I wszystko było by fajnie tylko zdarzały się przypadki, że naszego "internacjonalistę" polski rolnik, oż to zacofana ciemnota, przybił widłami do ściany obory albo innego chlewika. I wtedy nasz "internacjonalista" podnosił wrzask "giewał, mordują Żyda, chcą tu komory gazowe uruchomić na powrót faszysty jedne i ciemnogród, mordują dlatego, że jestem Żydem". Nagle mu się przypomniało kim jest i skąd pochodzi.

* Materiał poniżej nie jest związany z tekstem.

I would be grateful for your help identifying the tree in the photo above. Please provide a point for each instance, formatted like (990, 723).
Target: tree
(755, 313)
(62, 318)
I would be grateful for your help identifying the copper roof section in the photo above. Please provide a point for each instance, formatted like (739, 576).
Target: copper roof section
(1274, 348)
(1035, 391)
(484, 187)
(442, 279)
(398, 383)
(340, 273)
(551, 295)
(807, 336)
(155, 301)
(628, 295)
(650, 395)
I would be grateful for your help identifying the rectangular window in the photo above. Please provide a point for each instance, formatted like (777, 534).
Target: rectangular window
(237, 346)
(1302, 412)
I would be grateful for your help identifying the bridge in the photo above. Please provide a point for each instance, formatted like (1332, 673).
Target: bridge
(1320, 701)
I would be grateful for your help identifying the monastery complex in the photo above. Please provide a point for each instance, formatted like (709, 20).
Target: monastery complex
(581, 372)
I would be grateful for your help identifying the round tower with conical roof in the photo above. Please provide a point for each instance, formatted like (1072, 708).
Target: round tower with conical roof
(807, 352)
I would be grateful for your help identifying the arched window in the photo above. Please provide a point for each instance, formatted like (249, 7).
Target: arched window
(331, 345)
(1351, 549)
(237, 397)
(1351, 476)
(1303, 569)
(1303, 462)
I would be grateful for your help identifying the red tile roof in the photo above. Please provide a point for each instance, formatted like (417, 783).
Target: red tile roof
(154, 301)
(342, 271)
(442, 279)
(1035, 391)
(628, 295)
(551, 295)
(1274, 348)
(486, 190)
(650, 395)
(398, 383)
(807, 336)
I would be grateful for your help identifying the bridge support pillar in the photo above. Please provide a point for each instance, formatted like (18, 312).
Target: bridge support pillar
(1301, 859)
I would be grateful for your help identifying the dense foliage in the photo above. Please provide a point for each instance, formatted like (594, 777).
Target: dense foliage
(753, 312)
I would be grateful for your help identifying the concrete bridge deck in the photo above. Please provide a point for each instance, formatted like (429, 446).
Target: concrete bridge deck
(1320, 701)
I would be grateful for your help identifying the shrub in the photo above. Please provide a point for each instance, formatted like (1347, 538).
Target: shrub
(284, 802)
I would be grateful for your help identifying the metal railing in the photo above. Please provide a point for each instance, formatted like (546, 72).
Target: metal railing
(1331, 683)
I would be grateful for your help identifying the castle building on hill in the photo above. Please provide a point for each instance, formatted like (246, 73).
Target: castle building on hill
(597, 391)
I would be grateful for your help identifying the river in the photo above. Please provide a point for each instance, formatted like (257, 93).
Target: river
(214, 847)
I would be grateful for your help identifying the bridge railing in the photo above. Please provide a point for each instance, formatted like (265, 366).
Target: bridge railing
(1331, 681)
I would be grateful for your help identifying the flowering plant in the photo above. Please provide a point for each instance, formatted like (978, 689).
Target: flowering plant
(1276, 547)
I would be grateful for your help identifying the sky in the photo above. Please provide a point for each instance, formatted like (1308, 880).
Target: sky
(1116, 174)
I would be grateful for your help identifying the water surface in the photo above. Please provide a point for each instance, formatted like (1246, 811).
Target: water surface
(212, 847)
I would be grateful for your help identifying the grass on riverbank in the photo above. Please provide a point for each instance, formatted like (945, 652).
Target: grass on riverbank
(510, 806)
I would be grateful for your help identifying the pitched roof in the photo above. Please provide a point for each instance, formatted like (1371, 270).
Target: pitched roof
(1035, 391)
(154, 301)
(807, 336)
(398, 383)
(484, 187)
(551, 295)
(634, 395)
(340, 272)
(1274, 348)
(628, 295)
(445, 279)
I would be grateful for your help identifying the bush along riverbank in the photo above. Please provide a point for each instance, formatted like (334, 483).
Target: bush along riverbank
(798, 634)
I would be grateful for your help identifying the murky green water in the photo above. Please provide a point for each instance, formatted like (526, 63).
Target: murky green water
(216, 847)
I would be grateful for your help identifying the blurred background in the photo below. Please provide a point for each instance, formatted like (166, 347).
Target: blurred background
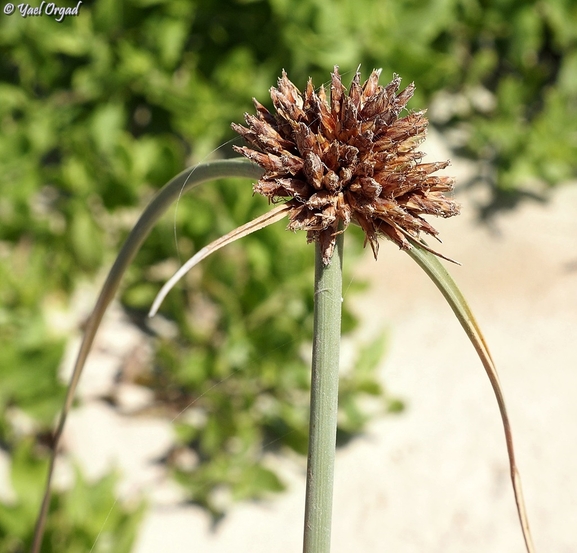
(99, 110)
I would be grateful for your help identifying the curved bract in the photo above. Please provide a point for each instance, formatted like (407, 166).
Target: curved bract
(442, 279)
(170, 192)
(191, 178)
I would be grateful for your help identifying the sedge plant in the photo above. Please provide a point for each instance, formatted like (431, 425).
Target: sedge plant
(326, 161)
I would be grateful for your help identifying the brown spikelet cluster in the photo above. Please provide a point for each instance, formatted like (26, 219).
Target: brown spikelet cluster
(347, 159)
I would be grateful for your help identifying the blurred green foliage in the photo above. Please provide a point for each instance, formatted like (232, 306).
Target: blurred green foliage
(86, 518)
(100, 110)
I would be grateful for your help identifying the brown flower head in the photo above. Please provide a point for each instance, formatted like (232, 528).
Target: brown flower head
(350, 159)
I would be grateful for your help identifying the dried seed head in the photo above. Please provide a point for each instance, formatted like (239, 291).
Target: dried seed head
(350, 159)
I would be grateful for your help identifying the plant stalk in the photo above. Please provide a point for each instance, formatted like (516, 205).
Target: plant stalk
(324, 401)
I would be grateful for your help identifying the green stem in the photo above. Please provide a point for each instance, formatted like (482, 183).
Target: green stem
(324, 401)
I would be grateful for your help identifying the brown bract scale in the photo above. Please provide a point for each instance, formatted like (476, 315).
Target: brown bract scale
(347, 159)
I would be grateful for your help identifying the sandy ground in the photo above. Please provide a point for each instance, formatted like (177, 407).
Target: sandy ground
(434, 478)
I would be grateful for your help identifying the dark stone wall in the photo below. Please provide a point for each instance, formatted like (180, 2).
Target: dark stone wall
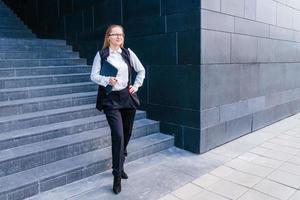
(165, 34)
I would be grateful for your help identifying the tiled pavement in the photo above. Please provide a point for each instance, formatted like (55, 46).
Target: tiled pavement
(264, 165)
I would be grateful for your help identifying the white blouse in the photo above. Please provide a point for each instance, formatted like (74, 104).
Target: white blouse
(116, 59)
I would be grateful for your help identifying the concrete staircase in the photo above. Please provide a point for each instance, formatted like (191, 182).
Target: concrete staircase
(50, 132)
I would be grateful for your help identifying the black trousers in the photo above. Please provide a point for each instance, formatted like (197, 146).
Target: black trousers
(121, 123)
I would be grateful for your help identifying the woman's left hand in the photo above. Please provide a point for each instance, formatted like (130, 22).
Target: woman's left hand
(132, 89)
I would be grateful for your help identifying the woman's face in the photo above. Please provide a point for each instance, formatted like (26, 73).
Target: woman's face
(116, 37)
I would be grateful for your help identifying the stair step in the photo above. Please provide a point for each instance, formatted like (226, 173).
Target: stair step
(35, 42)
(65, 171)
(26, 81)
(25, 31)
(10, 20)
(28, 156)
(48, 90)
(38, 55)
(32, 71)
(16, 35)
(13, 26)
(38, 104)
(41, 62)
(37, 134)
(33, 48)
(17, 122)
(6, 14)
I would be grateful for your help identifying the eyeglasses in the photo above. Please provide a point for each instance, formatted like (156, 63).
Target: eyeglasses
(116, 34)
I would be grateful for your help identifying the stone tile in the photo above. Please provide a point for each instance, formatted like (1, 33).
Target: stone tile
(295, 160)
(233, 7)
(211, 4)
(169, 197)
(255, 195)
(281, 148)
(274, 189)
(234, 148)
(207, 195)
(222, 171)
(291, 168)
(266, 11)
(187, 191)
(217, 21)
(244, 179)
(210, 117)
(249, 167)
(250, 27)
(260, 160)
(295, 196)
(285, 178)
(281, 33)
(206, 180)
(284, 16)
(215, 47)
(289, 143)
(243, 49)
(250, 9)
(228, 189)
(271, 153)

Przed wojną sprawa była analogiczna. Przynależność do KPP, KPZU, KPZB, lub innych tego typu organizacji będących na stałej kroplówce finansowej z Moskwy. Czyli de facto bycie agentem Moskwy.
A jak go sadzali do pierdla za szpiegostwo i/lub za działania dywersyjne i/lub za działania mające na celu dezintegrację państwa i/lub próbę oderwanie części tego państwa, to dokładnie jak w tym powyższym przypadku. Już nie "internacjonalistę" sadzano do pierdla albo do Berezy Kartuskiej, tylko Żyda.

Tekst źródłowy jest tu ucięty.